Kevin Maguire says British Jews and Muslims both live in fear as the Middle East conflict spirals out of control, one year on from Hamas’ attack on southern Israel

War has already started in the Middle East and the “vile hatred” against Jews and Muslims in Britain, which Keir Starmer condemns, is already here.

The upsurge in stomach-churning anti-Semitism and Islamophobia, deplored by the Prime Minister, is witnessed on our streets and read on social media. Stopping it spreading then turning the tide is the only principled position yet too many MPs, mostly on the Right, detect gain in whipping up the mob.

Nigel Farage refused to apologise for inflaming conspiracy theorists who falsely claimed the Southport killings were by a Muslim asylum seeker – the suspect is British-born.
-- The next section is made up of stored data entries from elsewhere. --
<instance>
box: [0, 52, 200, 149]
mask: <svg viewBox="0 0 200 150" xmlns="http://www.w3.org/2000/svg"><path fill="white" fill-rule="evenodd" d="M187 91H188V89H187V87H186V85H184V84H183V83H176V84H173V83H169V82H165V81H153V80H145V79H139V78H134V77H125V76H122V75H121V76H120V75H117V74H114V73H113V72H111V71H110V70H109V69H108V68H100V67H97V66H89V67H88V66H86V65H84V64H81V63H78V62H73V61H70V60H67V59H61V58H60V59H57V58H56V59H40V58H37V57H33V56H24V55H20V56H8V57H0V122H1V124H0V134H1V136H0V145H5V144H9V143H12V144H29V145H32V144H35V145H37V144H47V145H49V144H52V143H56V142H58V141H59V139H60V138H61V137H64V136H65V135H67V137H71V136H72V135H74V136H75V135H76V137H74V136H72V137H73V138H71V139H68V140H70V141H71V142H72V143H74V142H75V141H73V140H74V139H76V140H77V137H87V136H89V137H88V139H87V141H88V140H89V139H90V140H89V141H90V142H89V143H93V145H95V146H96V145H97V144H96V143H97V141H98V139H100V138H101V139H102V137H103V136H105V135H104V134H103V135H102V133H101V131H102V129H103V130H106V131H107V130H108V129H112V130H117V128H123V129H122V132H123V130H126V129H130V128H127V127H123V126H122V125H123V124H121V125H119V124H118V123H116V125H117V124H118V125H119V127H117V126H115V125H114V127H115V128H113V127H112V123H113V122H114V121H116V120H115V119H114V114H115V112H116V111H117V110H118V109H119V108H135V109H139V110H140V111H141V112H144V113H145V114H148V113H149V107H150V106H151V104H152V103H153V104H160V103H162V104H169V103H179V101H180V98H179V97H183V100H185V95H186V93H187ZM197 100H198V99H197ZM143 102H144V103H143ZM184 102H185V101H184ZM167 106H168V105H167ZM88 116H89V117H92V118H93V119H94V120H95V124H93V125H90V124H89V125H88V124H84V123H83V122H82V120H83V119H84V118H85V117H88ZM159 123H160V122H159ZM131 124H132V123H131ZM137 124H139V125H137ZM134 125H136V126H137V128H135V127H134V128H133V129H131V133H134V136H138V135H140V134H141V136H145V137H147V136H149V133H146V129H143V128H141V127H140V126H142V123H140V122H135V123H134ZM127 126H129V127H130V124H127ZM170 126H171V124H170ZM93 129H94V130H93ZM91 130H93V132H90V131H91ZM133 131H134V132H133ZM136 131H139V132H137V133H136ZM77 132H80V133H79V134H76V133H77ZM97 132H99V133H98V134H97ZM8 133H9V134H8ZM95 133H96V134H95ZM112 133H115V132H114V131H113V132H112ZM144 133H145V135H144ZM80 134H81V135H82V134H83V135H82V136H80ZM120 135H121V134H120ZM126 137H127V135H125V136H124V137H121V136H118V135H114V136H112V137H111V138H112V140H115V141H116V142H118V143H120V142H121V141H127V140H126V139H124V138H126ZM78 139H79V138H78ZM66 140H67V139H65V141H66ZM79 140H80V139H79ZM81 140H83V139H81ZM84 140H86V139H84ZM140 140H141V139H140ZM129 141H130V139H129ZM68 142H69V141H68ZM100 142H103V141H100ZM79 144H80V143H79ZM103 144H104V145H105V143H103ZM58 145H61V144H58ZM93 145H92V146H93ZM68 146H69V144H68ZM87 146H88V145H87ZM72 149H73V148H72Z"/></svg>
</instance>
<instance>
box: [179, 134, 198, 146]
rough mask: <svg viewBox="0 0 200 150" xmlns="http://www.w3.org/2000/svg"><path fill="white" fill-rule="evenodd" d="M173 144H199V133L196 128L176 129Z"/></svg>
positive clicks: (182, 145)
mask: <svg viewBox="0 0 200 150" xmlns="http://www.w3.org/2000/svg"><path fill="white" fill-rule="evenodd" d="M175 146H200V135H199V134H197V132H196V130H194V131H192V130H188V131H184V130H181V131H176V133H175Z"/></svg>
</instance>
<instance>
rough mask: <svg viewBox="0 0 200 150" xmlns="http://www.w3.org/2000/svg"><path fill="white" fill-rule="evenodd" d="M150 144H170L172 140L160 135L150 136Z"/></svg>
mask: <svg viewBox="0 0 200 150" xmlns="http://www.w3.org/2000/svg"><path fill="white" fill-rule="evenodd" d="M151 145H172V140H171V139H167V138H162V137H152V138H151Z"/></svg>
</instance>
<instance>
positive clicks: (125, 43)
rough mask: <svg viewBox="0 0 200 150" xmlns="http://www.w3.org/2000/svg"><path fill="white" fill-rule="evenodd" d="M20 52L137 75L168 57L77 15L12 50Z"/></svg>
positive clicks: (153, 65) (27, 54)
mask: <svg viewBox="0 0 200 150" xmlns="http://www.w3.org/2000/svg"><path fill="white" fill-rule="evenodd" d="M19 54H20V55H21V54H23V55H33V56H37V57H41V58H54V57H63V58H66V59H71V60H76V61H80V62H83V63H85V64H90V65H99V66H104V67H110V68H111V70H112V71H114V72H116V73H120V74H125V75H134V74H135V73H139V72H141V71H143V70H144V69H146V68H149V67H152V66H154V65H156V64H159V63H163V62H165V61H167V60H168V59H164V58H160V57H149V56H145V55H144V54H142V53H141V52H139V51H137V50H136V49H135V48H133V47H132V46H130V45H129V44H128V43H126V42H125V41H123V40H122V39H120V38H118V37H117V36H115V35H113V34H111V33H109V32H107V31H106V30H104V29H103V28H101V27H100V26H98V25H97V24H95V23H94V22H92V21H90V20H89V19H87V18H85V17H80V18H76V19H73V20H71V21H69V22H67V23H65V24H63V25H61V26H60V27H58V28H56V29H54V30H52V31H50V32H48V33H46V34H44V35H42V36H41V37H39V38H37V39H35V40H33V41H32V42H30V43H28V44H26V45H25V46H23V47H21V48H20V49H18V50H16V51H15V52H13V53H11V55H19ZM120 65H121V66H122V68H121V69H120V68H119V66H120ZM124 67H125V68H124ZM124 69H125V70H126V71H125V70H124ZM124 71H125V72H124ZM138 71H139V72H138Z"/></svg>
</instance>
But it fuelled attacks on police, nurses, taxi drivers, members of the public, mosques, hotels, shops and, in Sunderland, a Citizens Advice Bureau.

He wasn’t alone, however. On the first anniversary of the horrific Hamas pogrom that a year ago slaughtered 1,200 Israelis and seized 250 hostages, the tinderbox tensions are worsening not lessening. British Jews and Muslims both live in fear as the Middle East conflict spirals out of control. Benjamin Netanyahu’s vengeful settler government slaughtering 42,000 in Gaza and now striking Lebanon is killing more civilians than it is Hamas and, very likely, Hezbollah enemies.

The conflict with Tehran’s authoritarian religious rulers will, unless checked, result not only in fresh bloodshed but potentially huge financial mayhem here, when Iran is the world’s seventh largest oil producer and a fifth of the globe’s consumption passes through the narrow Strait of Hormuz. October 7 changed UK politics. Starmer initially backed Israel cutting water, food, power and medical supplies to Gazans – a war crime – resulting in four Muslim independents taking Parliamentary seats from Labour.

Next election it could be more. Starmer isn’t viewed as neutral in Muslim communities, when the RAF will shoot down Iranian drones but not Israeli missiles killing Palestinians and Lebanese. Jewish supporters of Israel and their allies protest that blocking 30 arms licences was unjustified. Calling for calm, protecting all British citizens, prosecuting racists and striving for peace are all legitimate but the Prime Minister taking Israel’s side, which he has, comes at a political cost.